L’enquête révèle que 33 pour cent des électeurs considèrent l’accord comme un bon résultat pour les États-Unis, contre 18 pour cent qui le considèrent comme un mauvais résultat.
La réponse émotionnelle dominante au cessez-le-feu est le « soulagement », selon les données d’un sondage visualisées dans un nuage de mots montrant l’humeur d’un électorat las de la guerre.
Les concessions économiques de l’accord font également l’objet d’un examen minutieux, en particulier la décision de l’Iran de faire payer aux navires le passage dans le détroit d’Ormuz.
Une majorité de 54 pour cent estiment que l’accord échouera probablement ou certainement, ce qui témoigne d’un doute généralisé quant aux intentions de l’Iran et à la solidité de ses termes.
Les concessions économiques de l’accord font également l’objet d’un examen minutieux, en particulier la décision de l’Iran d’exiger des frais pour le passage des navires dans le détroit d’Ormuz.
Le détroit, par lequel transite près d’un quart du pétrole mondial, était ouvert et librement accessible aux sociétés énergétiques avant que Trump ne déclenche sa guerre.
Environ 41 pour cent des Américains estiment que le résultat est généralement mauvais, contre 19 pour cent qui le considèrent comme bon, tandis que 24 pour cent sont neutres et 16 pour cent sont incertains.
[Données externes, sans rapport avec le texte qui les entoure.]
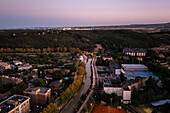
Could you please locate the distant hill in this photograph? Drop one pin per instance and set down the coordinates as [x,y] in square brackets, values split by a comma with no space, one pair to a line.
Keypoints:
[84,40]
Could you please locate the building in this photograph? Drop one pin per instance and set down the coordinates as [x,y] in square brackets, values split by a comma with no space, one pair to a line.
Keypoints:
[139,52]
[56,84]
[126,95]
[137,83]
[136,67]
[16,62]
[4,66]
[11,80]
[38,95]
[109,89]
[115,68]
[125,90]
[15,104]
[26,66]
[105,109]
[107,58]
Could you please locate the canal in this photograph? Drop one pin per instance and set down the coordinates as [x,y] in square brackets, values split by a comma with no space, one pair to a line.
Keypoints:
[83,90]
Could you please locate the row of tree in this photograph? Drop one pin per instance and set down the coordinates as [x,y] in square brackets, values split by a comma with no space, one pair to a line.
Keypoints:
[33,50]
[51,108]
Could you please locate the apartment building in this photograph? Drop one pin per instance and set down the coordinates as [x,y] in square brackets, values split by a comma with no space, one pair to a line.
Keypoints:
[4,66]
[15,104]
[12,80]
[38,95]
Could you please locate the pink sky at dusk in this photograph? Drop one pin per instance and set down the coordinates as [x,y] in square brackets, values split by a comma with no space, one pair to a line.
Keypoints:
[54,13]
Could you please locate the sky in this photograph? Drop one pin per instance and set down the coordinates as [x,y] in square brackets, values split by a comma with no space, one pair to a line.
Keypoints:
[70,13]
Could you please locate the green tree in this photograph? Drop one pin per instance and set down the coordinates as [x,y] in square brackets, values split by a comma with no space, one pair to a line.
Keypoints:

Malgré ces inquiétudes, 43 pour cent des électeurs estiment que les États-Unis devraient accepter les frais de trêve, tandis que 32 pour cent s’y opposent et 25 pour cent restent indécis.
Les Iraniens ont présenté un plan de cessez-le-feu en 10 points que Trump a qualifié de « base viable pour les négociations ».
Le plan en 10 points permet à l’Iran de continuer à contrôler le détroit, même si Téhéran a déclaré que les pays qui ne l’auraient pas menacé militairement seraient autorisés à passer.
Les taux d’approbation de Trump sont tombés aux niveaux les plus bas de son deuxième mandat depuis le lancement de l’opération Epic Rage.
L’aversion croissante du président semble avoir été motivée en partie par la hausse des prix de l’essence après la fermeture du détroit, la moyenne nationale grimpant à 4,10 dollars le gallon.